I also didn't want to limit myself to an ancient 10-year old C/C++ compiler. I also found that the hardware I needed to use prevented me from installing a 10 year old Linux distribution for some reason.

So, I did this:

  1. Installed docker.
  2. Within a docker instance, install a 10-year old Linux system (I used Debian's Lenny distribution). This has the added advantage of making this build system available to any other machine that can run docker.
  3. Within the docker instance, build the current GNU compilers (8.3.0 when I did this).

This gave me a modern compiler that compiled binaries that would run on very old Linux systems.
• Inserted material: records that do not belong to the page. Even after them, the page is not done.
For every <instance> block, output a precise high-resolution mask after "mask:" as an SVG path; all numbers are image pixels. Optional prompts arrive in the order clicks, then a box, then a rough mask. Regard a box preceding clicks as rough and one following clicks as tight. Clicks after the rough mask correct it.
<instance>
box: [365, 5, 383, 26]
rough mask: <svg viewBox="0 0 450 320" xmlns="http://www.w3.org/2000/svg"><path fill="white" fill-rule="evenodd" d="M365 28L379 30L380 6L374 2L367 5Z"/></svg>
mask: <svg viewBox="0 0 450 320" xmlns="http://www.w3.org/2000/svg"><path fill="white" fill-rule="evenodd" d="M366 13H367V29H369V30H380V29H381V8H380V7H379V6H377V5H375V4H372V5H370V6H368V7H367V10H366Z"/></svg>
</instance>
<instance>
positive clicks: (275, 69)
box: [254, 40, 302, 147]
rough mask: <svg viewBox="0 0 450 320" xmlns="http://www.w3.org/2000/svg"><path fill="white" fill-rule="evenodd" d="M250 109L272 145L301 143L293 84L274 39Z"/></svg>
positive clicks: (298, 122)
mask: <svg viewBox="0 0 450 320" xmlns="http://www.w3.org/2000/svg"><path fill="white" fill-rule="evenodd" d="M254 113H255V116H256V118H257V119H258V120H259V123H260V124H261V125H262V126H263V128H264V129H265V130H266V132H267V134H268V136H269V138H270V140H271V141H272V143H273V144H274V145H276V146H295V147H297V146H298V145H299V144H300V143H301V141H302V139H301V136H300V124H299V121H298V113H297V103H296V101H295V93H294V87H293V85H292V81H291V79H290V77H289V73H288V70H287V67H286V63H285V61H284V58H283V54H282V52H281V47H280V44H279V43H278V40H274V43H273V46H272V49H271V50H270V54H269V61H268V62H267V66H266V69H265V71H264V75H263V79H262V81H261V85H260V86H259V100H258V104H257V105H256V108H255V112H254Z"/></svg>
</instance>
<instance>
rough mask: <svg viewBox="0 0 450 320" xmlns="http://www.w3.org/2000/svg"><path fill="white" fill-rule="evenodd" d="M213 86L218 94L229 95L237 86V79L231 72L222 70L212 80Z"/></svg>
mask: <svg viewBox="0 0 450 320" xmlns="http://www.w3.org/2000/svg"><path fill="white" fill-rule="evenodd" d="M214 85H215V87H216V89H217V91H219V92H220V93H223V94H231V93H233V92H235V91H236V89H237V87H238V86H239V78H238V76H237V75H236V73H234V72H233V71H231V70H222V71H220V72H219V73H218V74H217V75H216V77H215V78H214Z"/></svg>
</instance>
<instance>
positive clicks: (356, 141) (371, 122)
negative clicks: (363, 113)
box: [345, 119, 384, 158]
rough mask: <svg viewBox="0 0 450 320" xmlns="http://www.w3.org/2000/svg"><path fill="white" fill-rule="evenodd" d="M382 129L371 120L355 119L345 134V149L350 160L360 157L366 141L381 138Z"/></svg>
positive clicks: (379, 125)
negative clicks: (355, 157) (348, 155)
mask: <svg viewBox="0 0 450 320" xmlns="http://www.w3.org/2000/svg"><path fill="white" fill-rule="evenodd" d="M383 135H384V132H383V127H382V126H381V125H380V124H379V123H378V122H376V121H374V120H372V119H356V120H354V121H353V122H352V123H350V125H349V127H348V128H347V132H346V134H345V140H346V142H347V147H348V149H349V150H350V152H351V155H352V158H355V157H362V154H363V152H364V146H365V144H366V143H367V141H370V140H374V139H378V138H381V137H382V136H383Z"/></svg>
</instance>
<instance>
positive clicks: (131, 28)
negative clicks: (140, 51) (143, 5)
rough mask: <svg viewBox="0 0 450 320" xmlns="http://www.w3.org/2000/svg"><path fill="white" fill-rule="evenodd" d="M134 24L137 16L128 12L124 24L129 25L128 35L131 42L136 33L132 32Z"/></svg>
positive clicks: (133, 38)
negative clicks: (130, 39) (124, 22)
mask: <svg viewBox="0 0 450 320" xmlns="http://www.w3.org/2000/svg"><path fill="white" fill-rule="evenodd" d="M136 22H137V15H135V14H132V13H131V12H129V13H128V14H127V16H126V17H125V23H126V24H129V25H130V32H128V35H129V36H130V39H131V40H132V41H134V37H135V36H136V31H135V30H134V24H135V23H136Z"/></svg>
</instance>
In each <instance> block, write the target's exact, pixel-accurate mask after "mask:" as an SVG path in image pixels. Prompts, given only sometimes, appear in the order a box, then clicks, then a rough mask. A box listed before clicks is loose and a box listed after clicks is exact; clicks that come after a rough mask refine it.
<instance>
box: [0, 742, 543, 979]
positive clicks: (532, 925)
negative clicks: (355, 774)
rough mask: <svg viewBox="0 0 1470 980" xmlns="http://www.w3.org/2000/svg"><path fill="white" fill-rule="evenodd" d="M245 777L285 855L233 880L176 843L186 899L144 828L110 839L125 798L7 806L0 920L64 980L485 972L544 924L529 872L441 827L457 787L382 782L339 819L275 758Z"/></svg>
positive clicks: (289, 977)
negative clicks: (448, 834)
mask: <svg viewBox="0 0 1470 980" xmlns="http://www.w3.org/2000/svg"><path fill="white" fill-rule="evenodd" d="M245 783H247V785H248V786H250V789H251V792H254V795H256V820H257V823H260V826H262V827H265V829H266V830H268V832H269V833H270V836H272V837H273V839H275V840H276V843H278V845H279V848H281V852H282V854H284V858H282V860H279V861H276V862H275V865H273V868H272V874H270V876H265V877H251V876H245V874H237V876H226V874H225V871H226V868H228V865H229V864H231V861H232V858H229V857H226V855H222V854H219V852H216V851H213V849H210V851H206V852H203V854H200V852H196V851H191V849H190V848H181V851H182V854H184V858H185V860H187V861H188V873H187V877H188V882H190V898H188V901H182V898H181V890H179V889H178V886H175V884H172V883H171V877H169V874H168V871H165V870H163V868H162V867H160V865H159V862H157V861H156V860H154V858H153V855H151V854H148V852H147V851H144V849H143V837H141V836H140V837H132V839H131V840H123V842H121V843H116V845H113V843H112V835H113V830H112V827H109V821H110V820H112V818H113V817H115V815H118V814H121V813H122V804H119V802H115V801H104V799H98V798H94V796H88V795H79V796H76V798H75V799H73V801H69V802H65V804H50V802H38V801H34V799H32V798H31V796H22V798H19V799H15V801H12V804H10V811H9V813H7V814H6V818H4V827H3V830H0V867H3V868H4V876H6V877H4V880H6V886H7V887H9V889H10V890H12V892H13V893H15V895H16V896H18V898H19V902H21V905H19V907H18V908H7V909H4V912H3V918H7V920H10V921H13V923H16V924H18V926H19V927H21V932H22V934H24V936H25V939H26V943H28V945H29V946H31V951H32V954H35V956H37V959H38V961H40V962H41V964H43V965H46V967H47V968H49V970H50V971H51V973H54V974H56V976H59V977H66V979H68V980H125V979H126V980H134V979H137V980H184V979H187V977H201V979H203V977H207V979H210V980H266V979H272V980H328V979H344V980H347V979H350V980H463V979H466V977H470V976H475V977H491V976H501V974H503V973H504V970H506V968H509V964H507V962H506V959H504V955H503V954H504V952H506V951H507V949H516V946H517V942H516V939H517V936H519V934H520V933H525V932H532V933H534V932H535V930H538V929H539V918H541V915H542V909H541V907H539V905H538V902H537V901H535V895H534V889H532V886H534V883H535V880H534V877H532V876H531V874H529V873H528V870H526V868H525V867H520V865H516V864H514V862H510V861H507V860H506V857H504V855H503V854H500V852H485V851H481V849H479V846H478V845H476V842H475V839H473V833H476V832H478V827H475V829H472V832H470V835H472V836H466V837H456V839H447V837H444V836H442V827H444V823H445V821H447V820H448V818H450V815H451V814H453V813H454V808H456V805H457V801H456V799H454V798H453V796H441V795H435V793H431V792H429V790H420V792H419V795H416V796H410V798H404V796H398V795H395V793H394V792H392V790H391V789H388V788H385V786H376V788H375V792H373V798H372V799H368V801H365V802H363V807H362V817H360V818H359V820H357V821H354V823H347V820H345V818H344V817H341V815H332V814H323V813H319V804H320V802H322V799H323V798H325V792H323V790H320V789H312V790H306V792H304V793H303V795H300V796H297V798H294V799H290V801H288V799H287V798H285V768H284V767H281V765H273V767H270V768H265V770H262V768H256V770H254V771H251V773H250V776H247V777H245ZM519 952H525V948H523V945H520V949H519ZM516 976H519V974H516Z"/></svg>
I did this for both 32-bit and 64-bit processors.

From there, I created a series of scripts that allowed me to use the docker-contained cross-compiler to build all my supporting libraries. I made sure to set the rpath to my compiled binaries to a path relative to my binaries (using -Wl,-rpath,$ORIGIN/../lib), and a built a script to retrieve any supporting libraries from the compiler, using g++ -print-search-dirs to get the paths, ldd to get the supporting libraries I needed from my binaries, and some aggressive bash scripting to find the supporting libraries existing within the search-dirs from g++, dropping these libs into the rpath I set up.

From there, I package my binary accordingly, with all supporting libs.

Yeah, this is somewhat painful, but it results in a fully functioning binary capable of working on ridiculously old linux systems without having to install different Linux distributions on multiple virtual machines.

I tried creating a proper cross-compiler (native to the current Linux distribution hosting my docker images), but found it too difficult to work with, even with the best tools I could find to help me. Compiling the compiler within a docker image took far less of my time, and worked rather smoothly.